Algorithm 4 presents the pseudo-code of the SNC procedure.

figure d

4 Computational experiments

This section presents the results of the computational experiments to assess the performance of the metaheuristic compared to the MIP formulation and to obtain insights on problem parameters from realistic size problem instances. The mathematical model was solved using IBM CPLEX 20.10. A PC with 32 GB RAM and i7 2.3 GHz processor was used to carry out all the experiments. The ALNS algorithm was implemented in Python. Ten replications of the ALNS are performed for each instance. The best result of 10 consecutive runs, together with the total run time of all runs of the ALNS, is reported for each instance.

The rest of this section is structured as follows.
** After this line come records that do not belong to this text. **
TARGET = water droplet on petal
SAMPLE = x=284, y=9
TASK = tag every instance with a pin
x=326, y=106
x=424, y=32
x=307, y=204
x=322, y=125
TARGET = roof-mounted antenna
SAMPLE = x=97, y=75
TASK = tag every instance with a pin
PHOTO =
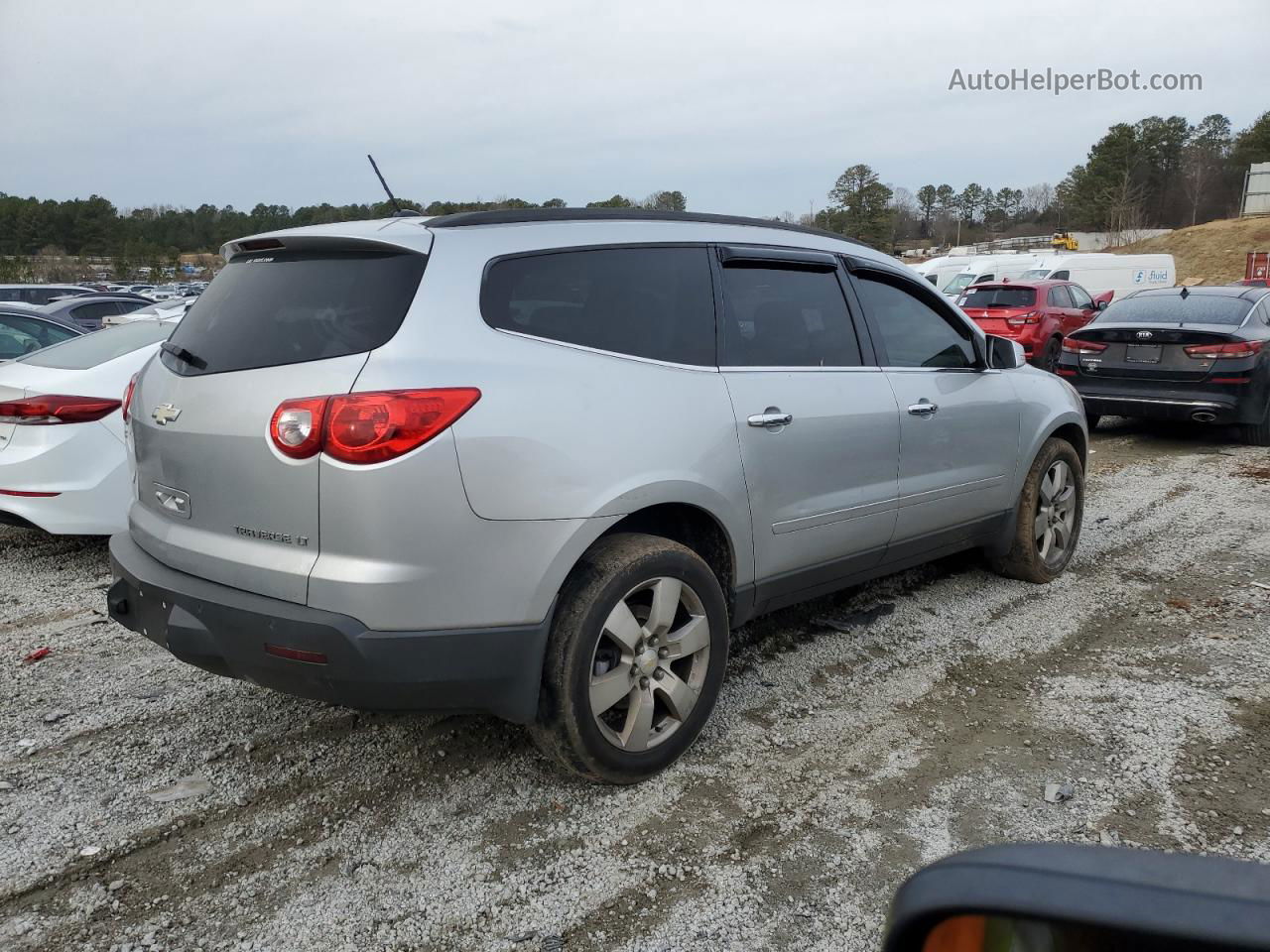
x=400, y=212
In Sect. 4.1, we describe the data set generation and experimental setting. The comparative results for the MIP and the ALNS on small- and medium-size instances are presented in Sect. 4.2. Results on large-size instances are reported in Sect. 4.3. Finally, effects of the changes in problem parameters are analyzed in Sect. 4.4.

4.1 Data sets and experimental settings

We considered both literature and real-world data to generate our comprehensive benchmark instance set. Nurse weekly and daily working hours were generated based on the maximum possible weekly nurse working hours without overtime (Medisözlük 2020), and are set to 8 h daily and 40 h weekly. Task service times were randomly selected between 15 and 60 min. The planning horizon was taken as 2 or 3 days for small-instances and as 5 days, i.e., one working week, for medium- and large-size instances. All costs have been taken in the local currency of Turkish Lira (TRY). Nurse competency/skill levels and task competency/skill requirement levels were considered as 1, 2, and 3, where the average weekly wage for each level was considered to be 2000, 2250, and 2500, respectively (Vergi Net 2020; Türkiye Belediyeler Birliği 2020).

Among the set of existing EV models, an EV model with a high availability and relatively low price point was chosen (e.g., Opel Corsa-e) for the homogeneous EV fleet of our problem. All EVs had a range of 275 km when fully charged (Electric Vehicle Database 2020). The vehicle speed was fixed to 60 km/hour, consuming one unit of energy per unit distance traveled. The charging rates for normal, fast, and super-fast chargers were set to 3.47, 0.62, and 0.28 units of energy per minute, respectively. The costs of normal, fast, and super-fast chargers were taken as 1, 1.1, and 1.2 units, respectively (Keskin et al. 2018).

Locations of tasks, depot, hospital, and nurse homes were generated using real-world neighborhood location data of the city of Ankara, Turkey (TUIK 2020). The CS locations were determined by considering the actual CS locations in Ankara (Zorlu Energy Solutions 2020).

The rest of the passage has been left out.